On the last few days of the expedition, Lonnie was going to do his most important work, the work that had started his career here almost 40 years prior: drilling ice cores to get climate records going back more than 1,000 years. After the storm forced us to abandon the shoot on the first day, we returned on the second day wondering if the camera we’d left overnight on top of the mountain would still be functional. Fortunately, it was and so we shot ice cores every which way we could imagine. Wide lenses, slow motion, drone footage, and captured everyone’s role in the expedition. The footage was spectacular, and I’ve never seen science look like that. We were riding high. As we walked down that glacier for three hours, the sun set with a beautiful red, as if the whole world were on fire. It was the most beautiful sunset I’ve ever seen. The pictures we took couldn’t come close to capturing how beautiful it was.

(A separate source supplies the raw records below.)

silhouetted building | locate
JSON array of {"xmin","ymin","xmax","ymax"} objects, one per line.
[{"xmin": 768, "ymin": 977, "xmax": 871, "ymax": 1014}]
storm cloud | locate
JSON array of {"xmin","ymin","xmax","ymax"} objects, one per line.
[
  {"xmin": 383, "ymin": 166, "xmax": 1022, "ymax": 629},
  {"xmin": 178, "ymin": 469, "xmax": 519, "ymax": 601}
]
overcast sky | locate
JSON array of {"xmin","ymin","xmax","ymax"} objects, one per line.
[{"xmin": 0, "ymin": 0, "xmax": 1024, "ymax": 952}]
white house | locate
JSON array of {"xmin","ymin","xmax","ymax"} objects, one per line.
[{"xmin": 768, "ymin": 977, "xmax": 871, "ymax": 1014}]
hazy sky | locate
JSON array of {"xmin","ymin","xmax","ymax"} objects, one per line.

It took six months and dozens of versions, but I was able to turn that footage into an undeniable fundraising trailer for the film. That became our engine that allowed us to shoot in Ohio, West Virginia, San Francisco, Boston, China, and to finally wrap production. We went into post production and, shortly after, the pandemic hit. During the edit, we had failed distribution deals, pitches and rough-cut screenings. At one point, as we were struggling with the edit, I laid down on my bed and said to my girlfriend, “Maybe I’m not good at this.” On my screen, I’d see Lonnie, who didn’t just go on one expedition up a mountain, but 65 of them. He would say things like “Things are only impossible until they become possible” and “I believe there’s nothing we can’t achieve.” These weren’t just platitudes; Lonnie has lived it, faced more obstacles than we ever did and accomplished way more. That’s what kept us going. It made me realize the pain of failure passes. The only measure of success is how much failure you can endure.
Over the course of making Canary, we filmed on three continents, as I worked my way up from story producer to executive producer of Chef’s Table, and turned down lucrative jobs that my heart wouldn’t have been in. Alex, meanwhile, left science to pursue filmmaking full time, had two kids and bought a house in San Diego. It was a ton of change. Though we had a lot of fun and adventure, much of it felt like failure. We kept going, turning every dead-end into a stepping stone to the next opportunity.
Now, I’m on top of the world again. Our film, Canary, is finished and will be in theaters September 15 in limited release, and will be in 150 theaters across the United States on September 20. I’m incredibly proud of the film, and it turned out great. I can’t wait for the world to see it, but what happens next is unknown. As I stand on top of the mountain, I look back on what we set out to do. We set out to change the way scientists and science are seen on our screens. I feel nervous about how audiences will respond to the film, but I think back to Lonnie on the summit five years ago, and I see why he was calm. He had endured much worse storms in his 40 years, and he knew how to survive them.
Featured image shows the Canary film crew shooting Lonnie Thompson at the base of Quelccaya. All images courtesy Danny O’Malley.